I have old blurry photos for both BarCampLA 7 and BarCampLA 6. Fun to see these old photos and energy.

BarCamp is probably why I’ve taken to IndieWeb events like the Front End Study Hall I host so well. And I’ve stuck with events like that. I went to one BeCamp (I only have tweets to show for that event, alas) in Charlottesville and I’ve been to a few UXCampDC events.

And London is having a new BarCamp next month. I didn’t notice they had one in 2023 as well. But I’m noticing now. I’m happy to see this returning. And in December I’ll help organize another IndieWeb Camp here in San Diego as I did in 2023.

Anyway, the Chumby. At BarCamp, the creators were showing off how it worked. It ran Flash Lite. I won that Chumby in 2008. I last fired it up was in 2012, when I did software updates on it. I took it into work at Slacker Radio. Here’s that blog post: Still Life from Dayjob

I have some emails related to Chumby saved, still. One is an email to myself, it has the subject like Chumby RSS Video Viewer and the body is a url, http://www.youtube.com/rssls. Don’t bother visiting that url, it gives the status code 410, which means “Gone.”

At one time I used it to display tweets of people I followed on Twitter.:

Here’s one from Douglas Welch

I have a lot of photos in Flickr that are not explicitly mentioned or copied to this website. But Flickr also provides the ability to search for photos with more open copyright licenses. That’s what the Flickr Foundation. Today I learned about two great free photo sites I’d not seen before: Unsplash and Openverse.

It’s good to see that the spirit of the open web still in action. That theme of slow web, small web, indie web lives on. And when the big silos are so frustrating to use it’s hard not to see the appeal.

But it does take some effort to homestead a personal website. To maintain it. It can be technical. There’s a real opportunity to make personal websites easier to do. It used to be every ISP gave you some hosting space along with your internet connectivity. I had a site under users.aol.com and at home.earthlink.net back in the day. They provided pathways to imagine that website.

And now we bitch about Instagram shadow bans and imagine we might get a million followers on YouTube.

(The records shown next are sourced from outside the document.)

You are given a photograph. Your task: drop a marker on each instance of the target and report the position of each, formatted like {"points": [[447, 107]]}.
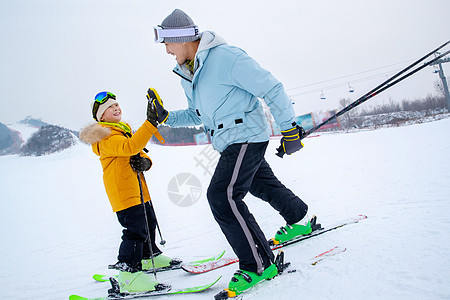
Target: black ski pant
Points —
{"points": [[241, 169], [134, 246]]}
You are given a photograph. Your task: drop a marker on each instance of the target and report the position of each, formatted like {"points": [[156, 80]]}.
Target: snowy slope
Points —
{"points": [[25, 130], [58, 228]]}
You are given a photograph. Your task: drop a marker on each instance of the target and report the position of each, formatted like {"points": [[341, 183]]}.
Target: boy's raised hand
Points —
{"points": [[161, 113], [151, 114]]}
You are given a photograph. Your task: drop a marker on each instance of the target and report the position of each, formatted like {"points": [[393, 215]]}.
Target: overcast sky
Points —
{"points": [[55, 55]]}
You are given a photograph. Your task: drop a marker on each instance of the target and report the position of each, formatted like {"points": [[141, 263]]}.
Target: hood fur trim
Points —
{"points": [[94, 133]]}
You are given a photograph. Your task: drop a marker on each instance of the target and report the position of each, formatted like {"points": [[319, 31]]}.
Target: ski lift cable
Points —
{"points": [[377, 90], [341, 77], [340, 84]]}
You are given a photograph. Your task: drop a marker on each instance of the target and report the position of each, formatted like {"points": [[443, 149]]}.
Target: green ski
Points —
{"points": [[165, 290], [104, 278]]}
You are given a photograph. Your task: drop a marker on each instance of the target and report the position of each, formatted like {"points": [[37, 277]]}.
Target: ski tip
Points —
{"points": [[76, 297], [100, 277]]}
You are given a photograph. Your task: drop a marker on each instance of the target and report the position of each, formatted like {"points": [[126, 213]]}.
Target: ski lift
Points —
{"points": [[322, 96], [350, 88]]}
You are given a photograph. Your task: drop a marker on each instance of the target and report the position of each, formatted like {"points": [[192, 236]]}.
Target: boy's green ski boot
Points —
{"points": [[136, 282], [244, 280], [288, 232]]}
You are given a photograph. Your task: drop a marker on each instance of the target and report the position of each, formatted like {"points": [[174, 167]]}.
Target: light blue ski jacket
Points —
{"points": [[223, 94]]}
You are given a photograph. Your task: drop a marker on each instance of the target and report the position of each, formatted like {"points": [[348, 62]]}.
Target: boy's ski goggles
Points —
{"points": [[161, 33], [102, 97], [99, 99]]}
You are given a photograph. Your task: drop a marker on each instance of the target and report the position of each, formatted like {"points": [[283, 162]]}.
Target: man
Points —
{"points": [[222, 85]]}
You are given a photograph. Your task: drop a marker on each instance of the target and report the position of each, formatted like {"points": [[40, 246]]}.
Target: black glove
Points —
{"points": [[140, 164], [151, 114], [291, 140], [161, 113]]}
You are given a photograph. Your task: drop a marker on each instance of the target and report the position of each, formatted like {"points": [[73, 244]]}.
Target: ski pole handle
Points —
{"points": [[280, 152]]}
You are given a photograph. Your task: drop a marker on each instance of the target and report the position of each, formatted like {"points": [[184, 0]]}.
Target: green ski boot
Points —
{"points": [[243, 280], [136, 282], [288, 232]]}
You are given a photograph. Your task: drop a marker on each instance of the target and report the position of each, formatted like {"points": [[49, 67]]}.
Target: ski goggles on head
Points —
{"points": [[102, 97], [99, 99], [161, 33]]}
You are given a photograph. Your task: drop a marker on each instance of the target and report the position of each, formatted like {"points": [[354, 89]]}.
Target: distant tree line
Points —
{"points": [[376, 115]]}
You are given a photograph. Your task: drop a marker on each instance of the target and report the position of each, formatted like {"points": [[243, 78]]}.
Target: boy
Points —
{"points": [[122, 159]]}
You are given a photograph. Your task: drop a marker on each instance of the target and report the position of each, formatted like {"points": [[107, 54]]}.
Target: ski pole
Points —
{"points": [[146, 223], [377, 90], [163, 241]]}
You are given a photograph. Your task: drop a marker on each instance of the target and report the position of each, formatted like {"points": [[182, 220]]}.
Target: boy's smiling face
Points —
{"points": [[112, 114]]}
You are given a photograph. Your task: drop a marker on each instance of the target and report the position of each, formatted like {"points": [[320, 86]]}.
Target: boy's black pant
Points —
{"points": [[241, 169], [134, 246]]}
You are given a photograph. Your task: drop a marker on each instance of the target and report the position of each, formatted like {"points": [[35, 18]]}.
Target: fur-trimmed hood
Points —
{"points": [[94, 133]]}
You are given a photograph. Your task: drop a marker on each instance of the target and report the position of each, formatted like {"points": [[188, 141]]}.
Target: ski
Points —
{"points": [[179, 265], [162, 290], [317, 231], [225, 261], [209, 266], [282, 266]]}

Here’s 3 recent missives I saw from artists just trying to keep in touch with fans and follows related to this on social media apps I follow:

1.

The dystopian bs workarounds that these corporations put us through each time something changes or is discontinued.

2.

every minute i spend on this app is agonizing and yet i have to keep using it because people decided that this is the only way to contact me for music-related opportunities

i am begging you to just email me

3.

this is what my only real facebook fan page looks like

i heard there’s a weird fake one contacting people so please be aware that i will never message you on facebook. don’t get scammed

That’s in the last 10 days. I am inured to these now. I blogged about the Ken Klippenstein post I put up on Facebook getting removed last month. He was reinstated.

Man alive, the horrendous and bad decisions and bad moderation, inadequate customer support, capricious decision-making we take for granted.

There’s absolutely an opportunity for a better way to do this for people who want to learn a minimum amount and not be price-gouged.

I’m very glad to have a website I control myself and to have the skills to maintain and manage it.

That’s why I’m IndieWeb and I was IndieWeb even before I knew it existed.

I feel like we’re at a very interesting historical moment with history rhyming.

Time for some new stuff.


Update, 1 day later: The Verge has a huge package about 2004 being a pivotal year in culture, I am not alone in noticing!

six comments...

I was trying to update the firmware on mine yesterday but got stuck. But it’s a project for the year. @mattl has offered me some help on that front.